Norway looks forward to new funds law
A new funds law is being welcomed as a way to make the domestic industry more efficient, and to open up export potential.
Changes to Norwegian funds law have been a long time coming. The current regulations stem from a law introduced in 1981
Finanstilsynet, the Financial Supervisory Authority of Norway, put together a working group to develop recommendations for the country’s Ministry of Finance.
These, in turn, are meant to serve as the basis for introducing new law. A vote at Stortinget, Norway’s Parliament, may take place as early as September, depending on how quickly the Ministry puts forward the legislation.
The working group was established in October 2009. Members were drawn from the Authority, the Ministry, and industry association Verdipapirfondenes Forening, the Norwegian Fund and Asset Management Association.

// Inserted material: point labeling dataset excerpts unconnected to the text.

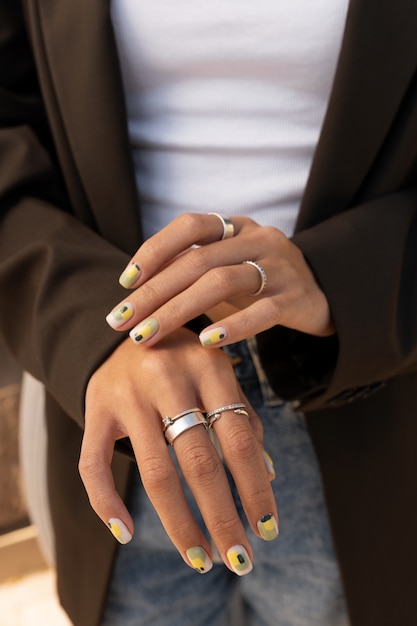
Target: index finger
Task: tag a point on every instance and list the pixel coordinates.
(178, 236)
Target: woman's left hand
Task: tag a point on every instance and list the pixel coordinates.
(187, 269)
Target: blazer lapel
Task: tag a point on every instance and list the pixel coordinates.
(377, 60)
(82, 61)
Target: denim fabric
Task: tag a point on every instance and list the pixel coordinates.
(295, 580)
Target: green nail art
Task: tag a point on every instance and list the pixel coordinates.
(199, 559)
(268, 528)
(144, 330)
(129, 275)
(120, 314)
(213, 336)
(239, 560)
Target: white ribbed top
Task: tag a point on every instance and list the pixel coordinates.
(225, 102)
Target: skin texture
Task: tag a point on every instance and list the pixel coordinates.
(151, 386)
(177, 282)
(171, 281)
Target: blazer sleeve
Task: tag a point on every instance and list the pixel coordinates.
(58, 278)
(365, 260)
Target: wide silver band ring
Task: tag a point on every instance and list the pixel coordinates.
(262, 274)
(228, 226)
(212, 416)
(168, 421)
(182, 424)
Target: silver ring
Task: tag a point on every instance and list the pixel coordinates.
(182, 424)
(228, 226)
(168, 421)
(212, 416)
(262, 274)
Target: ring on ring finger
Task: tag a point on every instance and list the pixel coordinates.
(238, 408)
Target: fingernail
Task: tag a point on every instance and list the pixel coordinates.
(268, 527)
(269, 464)
(239, 560)
(119, 530)
(213, 336)
(199, 559)
(145, 330)
(120, 314)
(129, 276)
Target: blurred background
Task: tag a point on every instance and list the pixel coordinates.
(27, 583)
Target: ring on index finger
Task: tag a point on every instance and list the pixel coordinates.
(228, 226)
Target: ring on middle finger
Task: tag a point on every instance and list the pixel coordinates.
(228, 226)
(180, 425)
(212, 416)
(168, 421)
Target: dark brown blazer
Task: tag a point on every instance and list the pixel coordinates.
(69, 219)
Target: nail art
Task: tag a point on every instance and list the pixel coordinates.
(119, 530)
(199, 559)
(129, 276)
(239, 560)
(213, 336)
(120, 314)
(269, 464)
(268, 527)
(145, 330)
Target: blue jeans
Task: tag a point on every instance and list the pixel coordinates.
(295, 580)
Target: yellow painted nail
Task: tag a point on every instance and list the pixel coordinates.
(120, 314)
(199, 559)
(145, 330)
(268, 527)
(129, 276)
(119, 530)
(213, 336)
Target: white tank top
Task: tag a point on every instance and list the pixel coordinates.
(225, 102)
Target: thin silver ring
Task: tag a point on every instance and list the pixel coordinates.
(262, 274)
(168, 421)
(228, 226)
(212, 416)
(184, 423)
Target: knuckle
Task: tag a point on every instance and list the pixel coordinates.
(242, 444)
(156, 475)
(224, 526)
(222, 277)
(201, 465)
(189, 221)
(197, 260)
(88, 467)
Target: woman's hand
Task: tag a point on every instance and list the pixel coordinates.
(174, 281)
(128, 396)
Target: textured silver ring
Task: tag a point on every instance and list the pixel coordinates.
(262, 274)
(228, 226)
(168, 421)
(184, 423)
(212, 416)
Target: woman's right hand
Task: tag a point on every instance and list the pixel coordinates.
(128, 396)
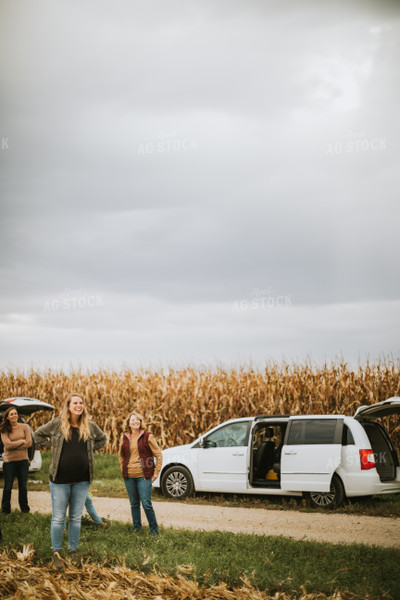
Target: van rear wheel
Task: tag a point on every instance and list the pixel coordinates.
(332, 499)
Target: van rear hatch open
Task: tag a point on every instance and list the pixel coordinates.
(386, 459)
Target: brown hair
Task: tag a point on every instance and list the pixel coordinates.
(5, 426)
(125, 424)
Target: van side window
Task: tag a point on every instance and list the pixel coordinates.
(312, 431)
(347, 439)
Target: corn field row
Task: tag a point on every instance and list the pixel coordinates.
(180, 404)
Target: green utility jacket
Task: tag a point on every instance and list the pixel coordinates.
(50, 435)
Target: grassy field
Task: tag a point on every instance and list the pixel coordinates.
(108, 482)
(179, 405)
(275, 564)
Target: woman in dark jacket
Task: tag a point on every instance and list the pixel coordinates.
(16, 438)
(141, 460)
(74, 438)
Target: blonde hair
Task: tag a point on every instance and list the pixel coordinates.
(125, 424)
(83, 420)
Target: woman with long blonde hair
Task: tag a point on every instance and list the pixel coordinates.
(141, 460)
(73, 438)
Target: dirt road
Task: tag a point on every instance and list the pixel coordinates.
(321, 527)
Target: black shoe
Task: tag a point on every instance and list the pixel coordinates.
(57, 562)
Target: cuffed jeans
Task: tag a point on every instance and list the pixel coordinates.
(18, 469)
(64, 495)
(91, 510)
(139, 490)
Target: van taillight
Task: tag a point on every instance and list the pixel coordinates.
(367, 459)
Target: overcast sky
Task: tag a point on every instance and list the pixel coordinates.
(205, 182)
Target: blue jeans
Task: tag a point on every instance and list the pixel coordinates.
(139, 490)
(18, 469)
(91, 510)
(64, 495)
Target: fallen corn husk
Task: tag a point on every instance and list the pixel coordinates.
(21, 578)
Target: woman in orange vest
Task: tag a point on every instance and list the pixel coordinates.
(141, 460)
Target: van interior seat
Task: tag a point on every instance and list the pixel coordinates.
(264, 458)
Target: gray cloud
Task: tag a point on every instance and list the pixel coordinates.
(174, 159)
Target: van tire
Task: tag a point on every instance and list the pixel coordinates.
(177, 483)
(332, 499)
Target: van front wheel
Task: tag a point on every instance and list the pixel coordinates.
(177, 483)
(332, 499)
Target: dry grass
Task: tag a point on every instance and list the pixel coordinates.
(22, 579)
(179, 405)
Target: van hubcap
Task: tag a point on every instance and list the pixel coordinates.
(176, 484)
(323, 499)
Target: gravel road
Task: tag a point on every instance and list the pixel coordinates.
(320, 527)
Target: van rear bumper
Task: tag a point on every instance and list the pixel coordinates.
(367, 483)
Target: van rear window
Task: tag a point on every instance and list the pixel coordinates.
(312, 431)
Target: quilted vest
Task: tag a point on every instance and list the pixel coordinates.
(145, 453)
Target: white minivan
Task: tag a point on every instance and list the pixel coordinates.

The group’s mandate was to drive the relevant changes necessary to reflect the latest EU Ucits Directive coming into effect on 1 July 2011; to make the Norwegian law simpler in its structure and links to other regulations, and consolidate the various prescriptive rules affecting the industry; and to ensure that investors receive relevant and timely information.
Other considerations included Norway’s membership of the European Economic Area (EEA) – which gives Norway access to EU markets, the AIFMD (Alternative Investment Fund Manager Directive) and PRIPs (Packaged Retail Investment Products).

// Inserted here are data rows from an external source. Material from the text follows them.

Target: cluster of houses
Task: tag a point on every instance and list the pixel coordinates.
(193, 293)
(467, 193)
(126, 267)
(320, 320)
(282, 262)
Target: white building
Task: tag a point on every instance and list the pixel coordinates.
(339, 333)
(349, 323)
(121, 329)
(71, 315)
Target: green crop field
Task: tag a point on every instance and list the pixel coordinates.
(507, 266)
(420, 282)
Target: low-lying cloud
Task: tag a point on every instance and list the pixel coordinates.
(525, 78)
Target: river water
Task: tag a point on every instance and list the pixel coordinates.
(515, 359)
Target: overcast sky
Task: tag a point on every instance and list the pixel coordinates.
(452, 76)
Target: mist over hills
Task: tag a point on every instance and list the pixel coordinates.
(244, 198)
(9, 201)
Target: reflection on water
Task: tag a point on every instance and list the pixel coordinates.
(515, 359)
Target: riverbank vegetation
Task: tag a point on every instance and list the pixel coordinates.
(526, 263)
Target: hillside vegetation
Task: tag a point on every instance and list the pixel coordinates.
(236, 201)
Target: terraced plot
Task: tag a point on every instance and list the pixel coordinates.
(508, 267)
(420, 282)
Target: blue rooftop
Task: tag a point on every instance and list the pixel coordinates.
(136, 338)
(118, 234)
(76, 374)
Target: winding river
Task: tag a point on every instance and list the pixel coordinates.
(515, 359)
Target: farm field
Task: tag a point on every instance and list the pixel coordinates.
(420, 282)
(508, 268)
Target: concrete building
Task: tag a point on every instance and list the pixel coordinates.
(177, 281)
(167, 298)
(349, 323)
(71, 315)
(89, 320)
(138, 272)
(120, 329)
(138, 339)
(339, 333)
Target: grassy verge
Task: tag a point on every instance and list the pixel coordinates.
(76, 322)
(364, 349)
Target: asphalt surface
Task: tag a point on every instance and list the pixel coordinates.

The prime objective was to develop proposals for a new funds law with reference to the implementation of the latest Ucits Directive.

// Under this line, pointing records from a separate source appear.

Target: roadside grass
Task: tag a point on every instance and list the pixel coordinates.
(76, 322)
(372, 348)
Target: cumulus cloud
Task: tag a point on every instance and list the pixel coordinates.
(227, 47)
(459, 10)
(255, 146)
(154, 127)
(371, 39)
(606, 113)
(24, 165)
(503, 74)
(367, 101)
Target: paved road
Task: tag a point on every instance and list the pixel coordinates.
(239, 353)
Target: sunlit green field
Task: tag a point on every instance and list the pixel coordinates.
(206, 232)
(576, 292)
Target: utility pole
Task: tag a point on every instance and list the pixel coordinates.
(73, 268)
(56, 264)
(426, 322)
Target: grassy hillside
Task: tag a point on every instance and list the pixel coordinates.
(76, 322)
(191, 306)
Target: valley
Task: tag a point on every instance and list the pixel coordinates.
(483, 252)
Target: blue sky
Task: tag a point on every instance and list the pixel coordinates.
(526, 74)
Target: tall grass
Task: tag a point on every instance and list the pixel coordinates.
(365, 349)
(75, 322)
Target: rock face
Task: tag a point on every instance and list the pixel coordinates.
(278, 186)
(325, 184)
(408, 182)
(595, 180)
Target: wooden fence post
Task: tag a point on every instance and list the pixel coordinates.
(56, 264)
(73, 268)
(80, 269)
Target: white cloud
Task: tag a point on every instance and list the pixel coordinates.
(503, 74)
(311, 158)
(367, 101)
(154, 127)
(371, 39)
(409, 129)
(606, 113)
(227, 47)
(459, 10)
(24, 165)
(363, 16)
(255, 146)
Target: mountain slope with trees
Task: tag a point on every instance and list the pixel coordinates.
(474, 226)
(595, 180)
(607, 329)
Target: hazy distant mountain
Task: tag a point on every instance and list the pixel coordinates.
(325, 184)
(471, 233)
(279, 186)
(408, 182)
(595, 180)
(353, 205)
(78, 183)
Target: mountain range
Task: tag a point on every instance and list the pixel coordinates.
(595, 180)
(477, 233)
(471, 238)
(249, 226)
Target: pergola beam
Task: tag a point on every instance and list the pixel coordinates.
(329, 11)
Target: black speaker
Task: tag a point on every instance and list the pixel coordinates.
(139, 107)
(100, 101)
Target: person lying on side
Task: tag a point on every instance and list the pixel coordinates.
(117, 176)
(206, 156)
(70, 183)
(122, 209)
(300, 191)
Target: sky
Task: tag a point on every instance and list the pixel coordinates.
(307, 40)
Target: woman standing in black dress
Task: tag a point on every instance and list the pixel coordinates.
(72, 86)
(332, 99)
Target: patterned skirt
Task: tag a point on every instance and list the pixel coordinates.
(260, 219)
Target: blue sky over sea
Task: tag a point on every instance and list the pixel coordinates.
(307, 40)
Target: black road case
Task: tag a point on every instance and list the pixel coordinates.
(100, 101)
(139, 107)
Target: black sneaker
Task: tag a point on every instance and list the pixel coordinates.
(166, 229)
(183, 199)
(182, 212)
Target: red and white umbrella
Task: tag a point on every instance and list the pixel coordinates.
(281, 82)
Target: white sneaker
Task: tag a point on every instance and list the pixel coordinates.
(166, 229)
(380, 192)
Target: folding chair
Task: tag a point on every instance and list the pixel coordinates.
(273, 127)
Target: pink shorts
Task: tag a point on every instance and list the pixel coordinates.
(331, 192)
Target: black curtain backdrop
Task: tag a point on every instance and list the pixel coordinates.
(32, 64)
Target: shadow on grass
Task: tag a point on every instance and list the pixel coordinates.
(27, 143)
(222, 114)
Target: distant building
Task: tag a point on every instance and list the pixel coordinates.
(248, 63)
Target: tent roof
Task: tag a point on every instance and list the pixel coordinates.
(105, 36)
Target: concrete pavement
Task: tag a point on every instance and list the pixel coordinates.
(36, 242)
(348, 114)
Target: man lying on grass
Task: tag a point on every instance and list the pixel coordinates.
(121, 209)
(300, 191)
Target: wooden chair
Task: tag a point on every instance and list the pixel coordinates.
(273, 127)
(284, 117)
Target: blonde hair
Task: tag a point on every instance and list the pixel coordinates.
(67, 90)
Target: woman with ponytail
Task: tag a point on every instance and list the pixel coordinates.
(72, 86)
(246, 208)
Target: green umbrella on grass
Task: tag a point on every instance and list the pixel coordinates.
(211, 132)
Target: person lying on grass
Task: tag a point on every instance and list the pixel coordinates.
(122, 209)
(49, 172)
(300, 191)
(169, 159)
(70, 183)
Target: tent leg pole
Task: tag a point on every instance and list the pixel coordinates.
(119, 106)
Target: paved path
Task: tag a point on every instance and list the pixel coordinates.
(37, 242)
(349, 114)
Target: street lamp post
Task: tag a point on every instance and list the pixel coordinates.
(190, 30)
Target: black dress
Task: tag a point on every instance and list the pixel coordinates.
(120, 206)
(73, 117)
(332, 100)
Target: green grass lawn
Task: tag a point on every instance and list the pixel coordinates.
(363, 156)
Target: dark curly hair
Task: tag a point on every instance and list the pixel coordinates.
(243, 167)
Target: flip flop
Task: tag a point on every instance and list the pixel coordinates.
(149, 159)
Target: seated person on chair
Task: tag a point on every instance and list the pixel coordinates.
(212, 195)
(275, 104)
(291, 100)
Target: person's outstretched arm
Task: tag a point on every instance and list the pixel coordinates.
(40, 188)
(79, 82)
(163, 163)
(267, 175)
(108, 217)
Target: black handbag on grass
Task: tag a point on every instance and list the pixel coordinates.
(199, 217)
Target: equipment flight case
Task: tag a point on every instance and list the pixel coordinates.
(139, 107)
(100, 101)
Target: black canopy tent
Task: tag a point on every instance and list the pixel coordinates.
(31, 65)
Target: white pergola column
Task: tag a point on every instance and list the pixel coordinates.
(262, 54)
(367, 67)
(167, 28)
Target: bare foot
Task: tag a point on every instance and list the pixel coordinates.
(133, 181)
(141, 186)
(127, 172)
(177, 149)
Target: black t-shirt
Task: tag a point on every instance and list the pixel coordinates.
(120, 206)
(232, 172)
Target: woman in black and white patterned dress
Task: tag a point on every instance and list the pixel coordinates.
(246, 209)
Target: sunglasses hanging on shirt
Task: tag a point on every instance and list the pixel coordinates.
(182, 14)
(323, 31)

Foreign Ucits funds can market themselves in Norway by following regulatory notification procedures, but only Norwegian asset managers can establish new funds in Norway through statutory instruments.
The proposed changes would make it possible for foreign asset managers to establish local funds.
Finanstilsynet is looking to speed up the registration process, while the working group is proposing that funds marketing be allowed in English if directed at professional investors.
One of the main benefits for domestic manufacturers of the proposals is to make it easier to market their funds in other EEA markets.
Another change relates to making the industry more efficient by allowing mergers of funds, something existing Norwegian fund law prohibits.
Allowing mergers builds on the Ucits objectives. In the case of Norway, however, the working group has gone further to propose that not only should Norwegian Ucits funds be allowed to merge, but also domestic non- Ucits funds. Any mergers would require the approval of Finanstilsynet.
The new law should also act as a catalyst to encourage certain product types such as fund of funds, and as the Ucits master-feeder structure. It will also become easier to offer more share classes.